Sustaining the plaintiffs’ agency allegations (and therefore upholding the claims against defendants’ 2-615 motion attack), the Court provided an agency law primer:

– agency is a fiduciary relationship where the principal can control the agent’s conduct and the agent can act on the principal’s behalf;

– an agent’s authority can be actual or apparent;

– actual authority can be express or implied;

– express authority = principal explicitly grants the agent authority to perform a given act;

implied authority = actual authority proved by circumstantial evidence of the agent.  That is, the principal’s conduct reasonably leads the agent to believe that the principal wants the agent to act on the principal’s behalf;

– apparent agency = principal holds out agent as having authority to act on principal’s behalf and a reasonably prudent third party would assume the agent’s authority based on the principal’s conduct.

(¶¶ 49-51).

Applying these rules, the Court held that the plaintiffs pled sufficient facts to establish an agency relationship between the two individual financial agents and the investment firm.  Factors the court considered in its agency calculus included that the defendants used the corporate employer’s offices, business cards and same phone number. ¶ 51.  The Court also cited the fact that plaintiffs had multiple meetings with the individual defendants at the corporate defendant’s office – something that would likely lead a reasonable person to assume that the individual defendants were authorized to act for the corporate principal.  As a result, plaintiffs’ stated colorable claims under Illinois fact-pleading rules.  14 of plaintiff’s 15 claims were reinstated.
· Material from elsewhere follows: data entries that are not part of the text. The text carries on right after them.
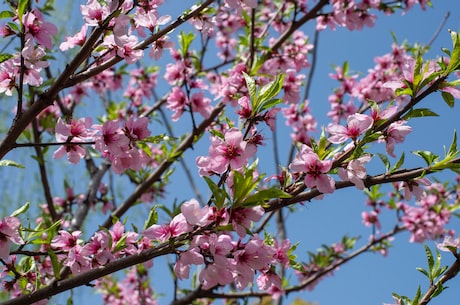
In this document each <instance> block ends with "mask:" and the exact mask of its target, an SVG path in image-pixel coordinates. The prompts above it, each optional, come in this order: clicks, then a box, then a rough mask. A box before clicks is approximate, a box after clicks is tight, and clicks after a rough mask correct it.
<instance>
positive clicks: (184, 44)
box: [179, 31, 195, 57]
mask: <svg viewBox="0 0 460 305" xmlns="http://www.w3.org/2000/svg"><path fill="white" fill-rule="evenodd" d="M193 39H195V34H193V32H190V33H188V34H187V33H185V32H184V31H182V32H181V33H180V35H179V45H180V51H181V54H182V56H183V57H185V56H186V55H187V52H188V49H189V47H190V44H191V43H192V41H193Z"/></svg>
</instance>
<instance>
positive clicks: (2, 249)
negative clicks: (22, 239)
mask: <svg viewBox="0 0 460 305" xmlns="http://www.w3.org/2000/svg"><path fill="white" fill-rule="evenodd" d="M20 225H21V223H20V221H19V219H18V218H16V217H13V216H7V217H5V218H3V219H2V220H0V258H1V259H4V260H6V259H8V257H9V255H10V243H11V242H13V243H15V244H17V245H20V244H23V243H24V241H23V240H22V238H21V236H19V231H18V229H19V226H20Z"/></svg>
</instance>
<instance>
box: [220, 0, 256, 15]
mask: <svg viewBox="0 0 460 305" xmlns="http://www.w3.org/2000/svg"><path fill="white" fill-rule="evenodd" d="M225 4H226V5H228V6H229V7H231V8H233V9H236V12H237V14H239V13H240V12H241V10H242V9H243V7H244V6H248V7H250V8H256V7H257V0H225Z"/></svg>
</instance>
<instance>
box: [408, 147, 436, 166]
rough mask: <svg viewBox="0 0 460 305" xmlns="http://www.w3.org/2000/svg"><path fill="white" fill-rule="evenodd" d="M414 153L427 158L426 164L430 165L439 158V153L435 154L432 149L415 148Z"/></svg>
mask: <svg viewBox="0 0 460 305" xmlns="http://www.w3.org/2000/svg"><path fill="white" fill-rule="evenodd" d="M412 153H413V154H414V155H416V156H419V157H422V158H423V159H424V160H425V162H426V165H428V166H430V165H432V164H433V163H434V162H436V161H437V160H438V159H439V156H438V155H435V154H433V153H432V152H431V151H428V150H415V151H413V152H412Z"/></svg>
Take-aways: The discovery rule applies to common law and consumer fraud claims.  The more detailed a plaintiff’s allegations, the better chance they will survive a limitations defense.  Fraud claims cannot be based on future intent, opinions or financial forecasts unless the statements are sufficiently present-tense and factual.   The case is also instructive on what agency allegations will and won’t satisfy Illinois fact-pleading rules where a plaintiff attempts to impute an agent’s conduct to a corporate principal.